Webseite: www.tschick-film.de

Deutschland 2016
Regie: Fatih Akin
Buch: Lars Hubrich, nach dem Roman von Wolfgang Herrndorf
Darsteller: Tristan Göbel, Anand Batbileg, Mercedes Müller, Anja Schneider, Uwe Bohm, Udo Samel
Länge: 93 Minuten
Verleih: Studiocanal
Kinostart: 15. September 2016
 

FILMKRITIK:

Während seine Klassenkameraden sich auf die Sommerferien freuen, sieht Maik Klingenberg (Tristan Göbel) der schulfreien Zeit mit gemischten Gefühlen entgegen. Seine Mutter (Anja Schneider) wird den Sommer einmal mehr in einer Entzugsklinik verbringen, während sein Vater (Uwe Bohm) mit seiner jungen Geliebten auf Geschäftsreise geht.

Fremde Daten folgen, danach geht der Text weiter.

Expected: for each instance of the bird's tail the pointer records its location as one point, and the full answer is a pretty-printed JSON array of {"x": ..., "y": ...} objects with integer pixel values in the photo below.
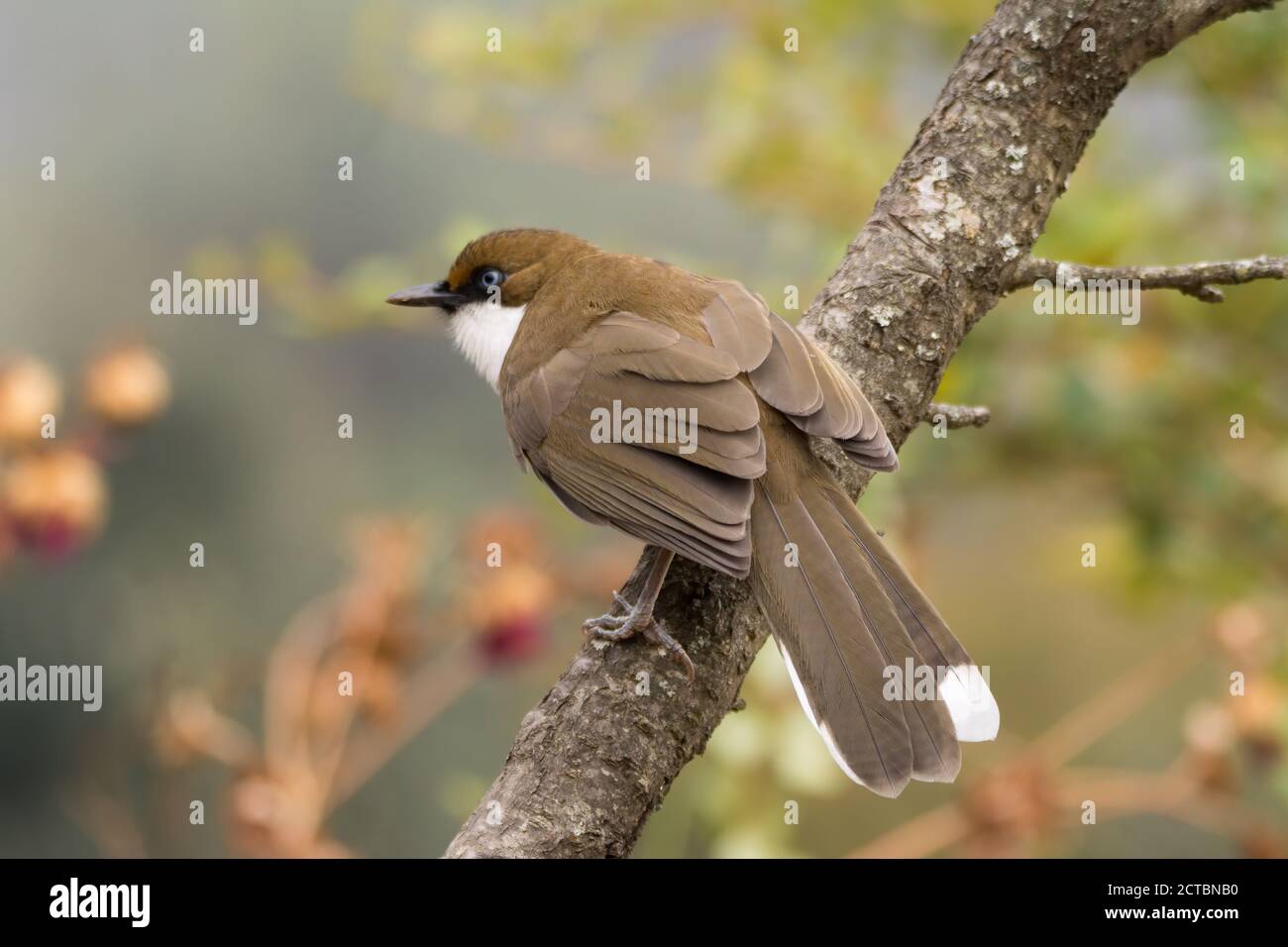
[{"x": 888, "y": 685}]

Zu allem Überfluss findet am ersten Tag der Ferien auch noch eine Party bei Maiks großem Schwarm Natalie statt - zu der er nicht eingeladen ist.
 
Was für Maik - der sich selbst als langweilig und feige bezeichnet - ein unüberwindliches Problem ist, ringt Andrej Tschichatschow, der Einfachheit halber nur Tschick genannt (Anand Batbileg) nur ein müdes Lächeln ab. Seit ein paar Wochen ist der Junge aus dem tiefsten Russland in Maiks Klasse und wird für ein paar Tage zu seinem besten Freund. Mit einem "geliehenen" Lada steht Tschick am ersten Ferientag vor Maiks Tür, holt ihn aus der Lethargie und nimmt ihn mit auf eine Reise, die zwar ins Nichts führt, aber doch alles ändert.
 
Die Begeisterung des Feuilletons über Wolfgang Herrndorfs Roman "Tschick" war groß, was wohl nicht zuletzt auf die nostalgischen Gefühle zurückzuführen war, die die Geschichte zweier Teenager, noch dazu Außenseiter erweckte. Mit den Worten eines Erwachsenen reflektierte die Romanfigur Maik über das Leben, was in seinem Versuch, so zu schreiben, wie Teenager sprechen, bisweilen etwas anbiedernd wirkte. Ganz anders die Verfilmung nach einem Drehbuch von Lars Hubrich, der nur noch an wenigen Stellen, vor allem zu Beginn und am Ende einen Voice Over-Kommentar benutzt und sich statt dessen auf den Sog der Geschichte, den Charme seiner Hauptdarsteller verlässt.
 
Und da haben Fatih Akin und seine Caster zwei Glücksgriffe getätigt: Schon Tristan Göbel überzeugt als Mauerblümchen Maik, doch die eigentliche Entdeckung ist Anand Batbileg, der zum ersten Mal vor der Kamera stand und mit geradezu unverschämter Unbeschwertheit agiert. Einmal mehr bestätigt sich hier die alte Weisheit, dass das richtige Casting schon die halbe Miete ist. Auch wenn Tschick mit seiner heruntergekommenen Kleidung von seinen Mitschülern und anfangs auch von Maik als Asi betrachtet wird: Vom ersten Moment an, wenn er vor der Klasse steht und maulfaul dem Lehrer das Wort überlässt, spürt man durch die bloße Ausstrahlung Batbilegs die ganze Lässigkeit Tschicks, der trotz seiner erst 14 Jahren eine Weltgewandtheit besitzt, von der mancher Erwachsene nur träumen kann.
 
Eine Lässigkeit, die im Lauf des Road Movies dankenswerterweise auch nicht durch Enthüllungen über eine schwere Kindheit oder ähnliches gebrochen wird. Denn entgegen seiner sonstigen, nicht unbedingt unsubtilen Art, verlässt sich Akin diesmal ganz auf seine beiden Hauptfiguren und setzt sein größtes Talent, sein Gespür für Atmosphäre, für das Evozieren von Stimmungen mit Bildern und Musik so unprätentiös ein, wie seit langem nicht mehr. Im Gegensatz zum Roman werden in der Verfilmung von "Tschick" nicht allzu viele Worte gemacht, während Maik und Tschick durch Brandenburg kurven, die Walachei anpeilen, aber doch nicht allzu weit kommen. Doch gerade durch den Verzicht auf allzu bedeutungsschwere Dialoge und betonte Momente der Selbsterkenntnis wirkt Fatih Akins Film so lebendig und mitreißend.